There are orange bars on the right-hand side of the page. The orange bar indicates a block that you have not yet read. Click on the orange bar to mark it as read. Click on to mark the document blocks up to the previous title level as read. If you don't like the bars, you can disable them completely by clicking on the wheel -> Mark all as read. However, bars are the preferred way to keep track of your progress, so you should at least try using them.

I like to write myself notes in the margin. How can I do that?

Writing a note in the margin is called commenting in TIM. It is worth making commenting an active part of your learning. Here's how to do it:

Click on the block and then on the edit menu . Select Comment/note.
Enter your comment in the Add comment form.
Select whether the comment is visible to everyone(Everyone) or only to you(Just me).
Save the comment by clicking on Save.

Note! Even if you write a comment for everyone, your name will not appear in it. You are welcome to share your thoughts with others.

If you have moved the editing menu to the left of the block, click on the block and the letter C (Comment) will appear on the right, click on the letter C

What is TIM?

The Alphabet of Quantum Computation uses TIM as its platform.
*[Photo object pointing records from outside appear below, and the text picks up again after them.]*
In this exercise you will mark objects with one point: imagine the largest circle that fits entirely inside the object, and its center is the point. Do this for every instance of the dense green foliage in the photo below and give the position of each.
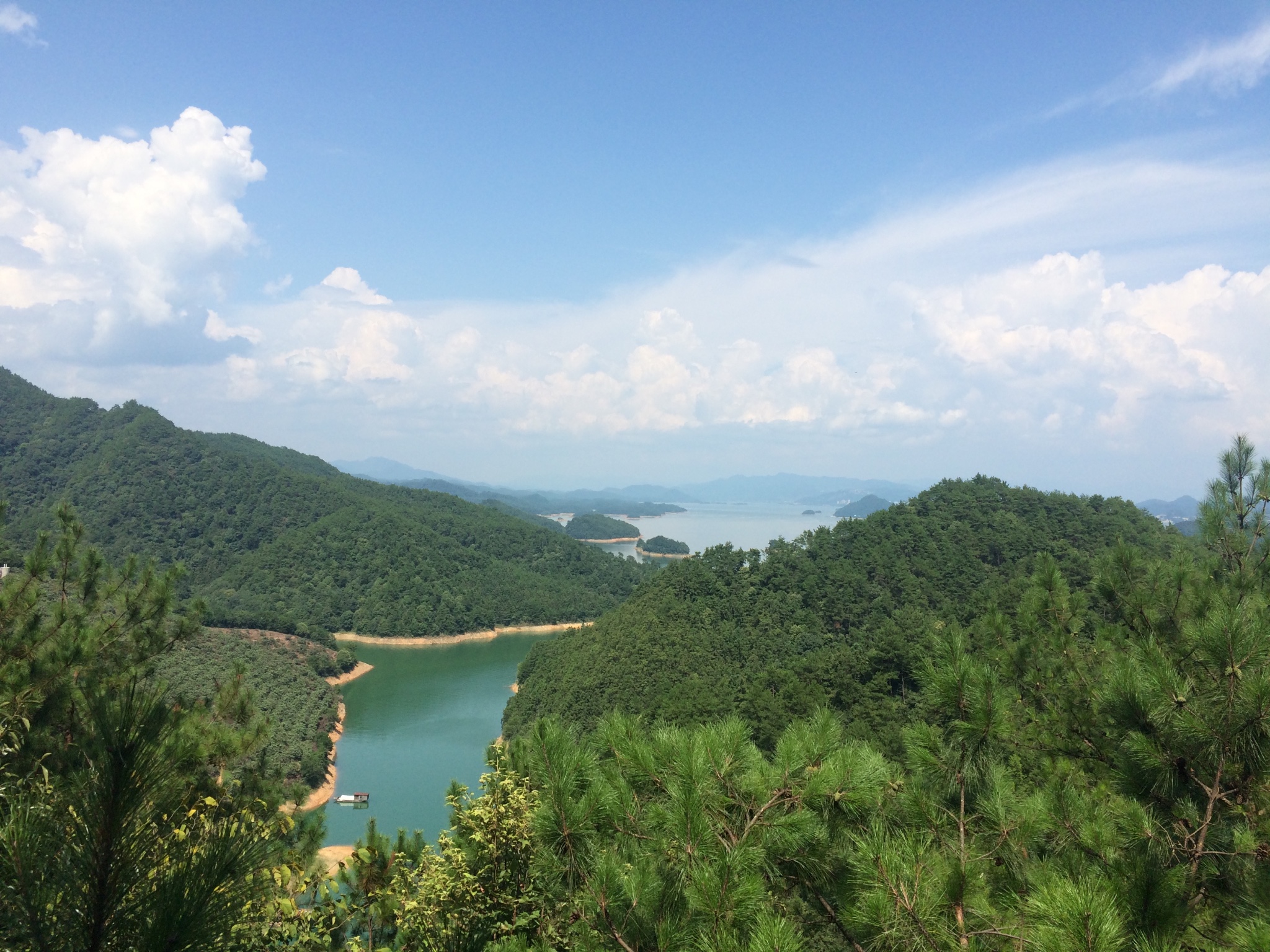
(833, 619)
(861, 508)
(282, 674)
(593, 526)
(1085, 763)
(273, 539)
(550, 524)
(662, 545)
(1091, 774)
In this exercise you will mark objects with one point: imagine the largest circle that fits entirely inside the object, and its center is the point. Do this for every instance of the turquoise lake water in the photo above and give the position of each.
(426, 715)
(422, 718)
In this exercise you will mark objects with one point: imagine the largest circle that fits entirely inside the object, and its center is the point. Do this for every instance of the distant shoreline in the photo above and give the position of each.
(438, 640)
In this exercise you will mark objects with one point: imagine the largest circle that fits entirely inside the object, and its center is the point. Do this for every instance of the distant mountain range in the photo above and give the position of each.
(642, 499)
(273, 539)
(1176, 509)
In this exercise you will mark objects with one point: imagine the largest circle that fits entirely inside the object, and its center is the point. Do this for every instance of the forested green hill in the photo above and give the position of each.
(595, 526)
(273, 539)
(838, 617)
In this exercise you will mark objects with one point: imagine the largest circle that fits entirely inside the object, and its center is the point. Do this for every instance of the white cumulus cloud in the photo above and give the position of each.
(216, 329)
(109, 232)
(18, 23)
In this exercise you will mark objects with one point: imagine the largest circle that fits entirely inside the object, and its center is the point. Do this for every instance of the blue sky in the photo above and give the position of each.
(593, 244)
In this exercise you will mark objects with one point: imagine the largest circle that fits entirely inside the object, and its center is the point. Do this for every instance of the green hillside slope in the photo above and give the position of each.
(838, 617)
(273, 539)
(299, 706)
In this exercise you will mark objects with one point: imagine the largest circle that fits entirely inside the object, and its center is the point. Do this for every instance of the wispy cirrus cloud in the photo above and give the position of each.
(1222, 68)
(18, 23)
(1083, 304)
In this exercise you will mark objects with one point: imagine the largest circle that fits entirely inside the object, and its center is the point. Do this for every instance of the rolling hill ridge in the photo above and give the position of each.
(275, 539)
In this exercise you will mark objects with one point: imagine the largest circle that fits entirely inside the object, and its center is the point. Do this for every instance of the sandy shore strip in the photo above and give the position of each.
(328, 790)
(362, 668)
(436, 640)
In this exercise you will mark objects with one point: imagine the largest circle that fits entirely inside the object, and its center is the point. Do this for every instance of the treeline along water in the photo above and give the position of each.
(422, 718)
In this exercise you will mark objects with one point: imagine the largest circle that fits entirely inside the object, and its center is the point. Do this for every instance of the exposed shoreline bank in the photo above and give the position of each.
(438, 640)
(362, 668)
(327, 790)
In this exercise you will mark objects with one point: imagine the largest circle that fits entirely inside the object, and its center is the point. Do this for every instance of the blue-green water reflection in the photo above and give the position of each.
(417, 721)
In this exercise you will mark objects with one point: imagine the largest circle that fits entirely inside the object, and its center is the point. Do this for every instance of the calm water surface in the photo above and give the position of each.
(420, 719)
(744, 524)
(426, 715)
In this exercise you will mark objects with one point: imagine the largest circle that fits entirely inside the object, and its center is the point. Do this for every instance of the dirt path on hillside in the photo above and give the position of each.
(328, 790)
(436, 640)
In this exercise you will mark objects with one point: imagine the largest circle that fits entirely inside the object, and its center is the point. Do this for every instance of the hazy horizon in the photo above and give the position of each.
(564, 245)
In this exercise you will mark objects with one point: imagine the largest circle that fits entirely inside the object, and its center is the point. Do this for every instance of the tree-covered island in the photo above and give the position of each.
(595, 527)
(664, 546)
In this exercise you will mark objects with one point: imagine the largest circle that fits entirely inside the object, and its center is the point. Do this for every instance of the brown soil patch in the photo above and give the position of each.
(362, 668)
(328, 790)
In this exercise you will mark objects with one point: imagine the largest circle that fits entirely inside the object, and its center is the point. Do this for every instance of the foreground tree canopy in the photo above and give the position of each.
(1082, 764)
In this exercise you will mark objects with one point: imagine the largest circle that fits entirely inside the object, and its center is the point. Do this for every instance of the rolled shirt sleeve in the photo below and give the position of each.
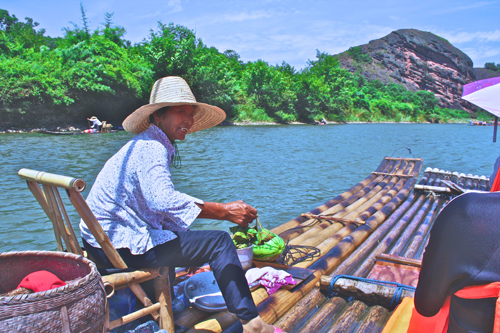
(134, 199)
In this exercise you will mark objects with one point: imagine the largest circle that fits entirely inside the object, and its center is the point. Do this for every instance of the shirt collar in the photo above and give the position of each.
(156, 133)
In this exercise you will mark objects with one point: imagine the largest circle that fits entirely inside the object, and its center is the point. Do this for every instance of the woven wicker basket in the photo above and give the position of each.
(79, 306)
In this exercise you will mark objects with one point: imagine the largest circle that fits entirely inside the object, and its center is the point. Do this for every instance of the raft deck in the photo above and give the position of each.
(378, 229)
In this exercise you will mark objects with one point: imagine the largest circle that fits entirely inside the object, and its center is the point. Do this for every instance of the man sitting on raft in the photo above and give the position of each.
(96, 123)
(134, 200)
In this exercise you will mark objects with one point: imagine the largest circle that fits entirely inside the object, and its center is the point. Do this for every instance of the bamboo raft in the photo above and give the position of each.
(378, 224)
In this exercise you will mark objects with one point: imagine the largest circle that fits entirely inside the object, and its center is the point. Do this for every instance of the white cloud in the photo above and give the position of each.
(481, 4)
(246, 16)
(174, 6)
(478, 36)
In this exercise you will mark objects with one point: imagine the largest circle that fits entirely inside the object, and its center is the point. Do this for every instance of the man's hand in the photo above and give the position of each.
(240, 213)
(237, 212)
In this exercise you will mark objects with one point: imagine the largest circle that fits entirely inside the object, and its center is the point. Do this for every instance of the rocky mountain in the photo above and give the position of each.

TIM (The Interactive Material) is a versatile learning platform that allows the creation of interactive learning materials. TIM is open source software maintained by the Faculty of Information Technology at the University of Jyväskylä. More about TIM can be found here. The essential thing for this course is that this TIM document contains different interactive tasks. In addition, you can modify the view of the document to some extent to your liking. The image in the upper left corner of the book shows the table of contents.